Le 5 del mattino. L'orologio del forno digitale segnava l'ora, decretando la fine di quell'assurda nottata. Non voleva se ne andasse. Avrebbe voluto rimanesse ancora. Egoisticamente parlando, John lo avrebbe tenuto lì per sempre.
«Fammi un favore, Rotten. Basta menate da premestruo e dacci un taglio con i sensi di colpa, Cristo santo sei una lagna. Sono dovuto venire di persona per fartelo notare»
Sbuffò colpevole, agguantando l'avambraccio candido dell'amico per scrollarselo di dosso. La pelle era fredda come il ghiaccio.
«Cosa ho interrotto nell'aldilà? Un thé con i pasticcini insieme a Freddie Mercury?» domandò sarcastico, incrociando con lo sguardo la bocca di Sid arricciarsi in una smorfia disgustata e divertita allo stesso tempo.

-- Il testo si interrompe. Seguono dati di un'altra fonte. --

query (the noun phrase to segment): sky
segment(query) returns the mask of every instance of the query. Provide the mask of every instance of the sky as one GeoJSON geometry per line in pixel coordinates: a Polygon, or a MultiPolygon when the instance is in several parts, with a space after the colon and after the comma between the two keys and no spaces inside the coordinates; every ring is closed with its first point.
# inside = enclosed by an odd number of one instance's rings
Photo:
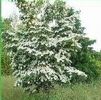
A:
{"type": "MultiPolygon", "coordinates": [[[[80,19],[82,26],[85,27],[87,36],[91,39],[96,39],[96,43],[93,45],[97,51],[101,50],[101,0],[65,0],[67,4],[74,7],[77,10],[81,10],[80,19]]],[[[14,3],[2,1],[2,16],[7,18],[12,13],[18,14],[14,3]]]]}

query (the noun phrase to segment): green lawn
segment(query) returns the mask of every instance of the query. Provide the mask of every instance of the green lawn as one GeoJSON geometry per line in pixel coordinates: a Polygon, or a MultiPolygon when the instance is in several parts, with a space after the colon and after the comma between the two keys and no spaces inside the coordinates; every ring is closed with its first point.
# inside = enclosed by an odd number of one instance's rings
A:
{"type": "Polygon", "coordinates": [[[28,95],[23,89],[14,87],[13,77],[3,77],[2,100],[101,100],[101,81],[91,84],[75,84],[52,90],[50,95],[38,93],[28,95]]]}

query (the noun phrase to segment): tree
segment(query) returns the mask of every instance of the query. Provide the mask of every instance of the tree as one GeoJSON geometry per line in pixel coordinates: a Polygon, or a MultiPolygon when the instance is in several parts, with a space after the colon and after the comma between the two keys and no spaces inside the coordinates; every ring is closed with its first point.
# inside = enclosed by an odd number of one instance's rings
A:
{"type": "MultiPolygon", "coordinates": [[[[55,83],[69,83],[73,75],[87,75],[71,66],[73,48],[80,48],[81,34],[73,32],[78,11],[61,0],[17,3],[21,27],[3,34],[11,56],[16,85],[30,92],[49,90],[55,83]]],[[[77,49],[75,49],[76,52],[77,49]]]]}
{"type": "Polygon", "coordinates": [[[94,50],[91,47],[95,43],[95,40],[84,37],[79,42],[81,43],[81,48],[71,55],[72,66],[75,65],[77,69],[84,71],[88,75],[88,81],[97,79],[99,76],[99,68],[96,64],[97,59],[94,57],[94,50]]]}
{"type": "MultiPolygon", "coordinates": [[[[6,32],[11,29],[11,20],[9,18],[2,20],[2,28],[1,32],[6,32]]],[[[1,74],[2,75],[10,75],[11,74],[11,66],[10,59],[7,55],[6,50],[4,49],[4,43],[2,42],[2,53],[1,53],[1,74]]]]}

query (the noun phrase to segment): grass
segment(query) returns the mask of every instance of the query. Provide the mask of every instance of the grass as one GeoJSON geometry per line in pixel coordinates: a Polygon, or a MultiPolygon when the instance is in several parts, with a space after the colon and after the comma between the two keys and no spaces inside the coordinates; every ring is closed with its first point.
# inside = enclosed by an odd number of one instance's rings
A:
{"type": "Polygon", "coordinates": [[[3,77],[2,100],[101,100],[101,81],[73,86],[57,86],[49,96],[45,93],[28,95],[22,88],[14,87],[14,78],[3,77]]]}

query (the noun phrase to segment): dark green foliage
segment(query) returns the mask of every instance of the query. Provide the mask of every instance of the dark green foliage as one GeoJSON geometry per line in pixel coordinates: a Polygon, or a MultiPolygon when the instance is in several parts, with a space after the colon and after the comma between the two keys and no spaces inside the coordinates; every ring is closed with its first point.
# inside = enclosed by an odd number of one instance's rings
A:
{"type": "MultiPolygon", "coordinates": [[[[88,75],[88,80],[96,79],[99,76],[99,68],[94,57],[94,50],[90,47],[95,40],[84,38],[80,40],[81,49],[72,53],[72,66],[84,71],[88,75]]],[[[98,56],[97,56],[98,57],[98,56]]]]}

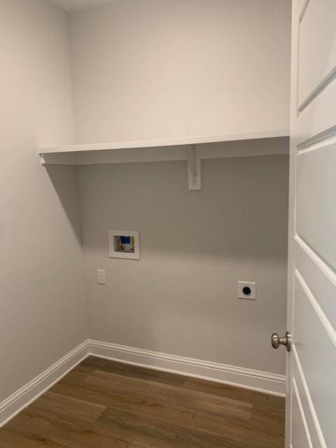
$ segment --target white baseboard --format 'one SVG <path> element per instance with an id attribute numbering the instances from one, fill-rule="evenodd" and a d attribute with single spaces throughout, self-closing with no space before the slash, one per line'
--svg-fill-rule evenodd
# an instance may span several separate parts
<path id="1" fill-rule="evenodd" d="M 284 375 L 88 340 L 0 402 L 0 428 L 90 355 L 272 395 L 285 396 Z"/>
<path id="2" fill-rule="evenodd" d="M 89 340 L 99 358 L 285 396 L 284 375 Z"/>
<path id="3" fill-rule="evenodd" d="M 89 356 L 88 341 L 0 402 L 0 428 L 29 406 Z"/>

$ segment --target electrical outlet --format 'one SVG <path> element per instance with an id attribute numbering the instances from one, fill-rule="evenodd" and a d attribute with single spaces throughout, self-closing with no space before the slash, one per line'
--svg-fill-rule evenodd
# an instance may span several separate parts
<path id="1" fill-rule="evenodd" d="M 255 281 L 237 281 L 239 299 L 257 300 L 257 284 Z"/>
<path id="2" fill-rule="evenodd" d="M 104 269 L 97 270 L 97 283 L 99 285 L 106 284 L 106 276 L 105 274 L 105 270 Z"/>

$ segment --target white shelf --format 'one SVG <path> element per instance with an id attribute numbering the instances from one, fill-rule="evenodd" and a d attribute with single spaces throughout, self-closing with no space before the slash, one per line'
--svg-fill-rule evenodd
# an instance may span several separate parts
<path id="1" fill-rule="evenodd" d="M 200 159 L 283 154 L 288 151 L 286 138 L 288 134 L 288 130 L 276 130 L 224 135 L 76 144 L 40 148 L 39 154 L 43 165 L 186 160 L 188 159 L 186 148 L 194 145 L 197 146 Z M 247 140 L 253 141 L 247 142 Z"/>

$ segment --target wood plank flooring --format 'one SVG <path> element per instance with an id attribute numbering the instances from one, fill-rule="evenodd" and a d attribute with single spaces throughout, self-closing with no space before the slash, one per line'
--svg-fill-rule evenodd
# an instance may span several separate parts
<path id="1" fill-rule="evenodd" d="M 284 448 L 284 398 L 88 358 L 0 430 L 0 448 Z"/>

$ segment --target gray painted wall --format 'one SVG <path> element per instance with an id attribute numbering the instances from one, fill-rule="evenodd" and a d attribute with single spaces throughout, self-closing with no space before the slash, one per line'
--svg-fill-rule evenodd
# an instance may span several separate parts
<path id="1" fill-rule="evenodd" d="M 87 332 L 75 172 L 37 151 L 73 137 L 65 14 L 0 1 L 0 54 L 1 402 Z"/>
<path id="2" fill-rule="evenodd" d="M 183 162 L 80 168 L 90 337 L 284 374 L 270 335 L 286 330 L 288 157 L 202 167 L 200 192 Z M 109 229 L 139 230 L 141 260 L 108 258 Z"/>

John rise di gusto, mentre le dita affusolate del moro si sollevavano in un gesto piuttosto esplicito. Nonostante tutto, sorrideva.
Non ricordava di averlo mai visto così spensierato quando era in vita. Neppure negli anni lontani dall'eroina e da Nancy. Se si fermava a pensare che tutto era cominciato da un dannatissimo criceto, John non voleva crederci.
Sull'onda di quei pensieri, alla fine un lampo consapevole gli si conficcò rapido nel cranio. Non c'era Sid in quella cucina. Sid non era morto. Sid era leggenda. Un mito autodistruttivo per adolescenti in calore e giovani depressi senza prospettive.
John Simon Ritchie, invece, lui aveva smesso di vivere. 
Quella lontana notte del 1979, Sid Vicious uccise il suo migliore amico. Quando sollevò lo sguardo, conscio della scoperta appena fatta, la figura del punk in questione era svanita.
«Poser di merda» soffiò piano, puntando lo sguardo fuori dalla porta finestra del salotto, dove si era appena spostato per raggiungere Nora.
L'alba del 2 febbraio.
«Felice anniversario, Sid Vicious. Mi devi un cazzo di amico.» decretò amaro, consapevole del fatto che, nel bene e nel male, aveva amato entrambi.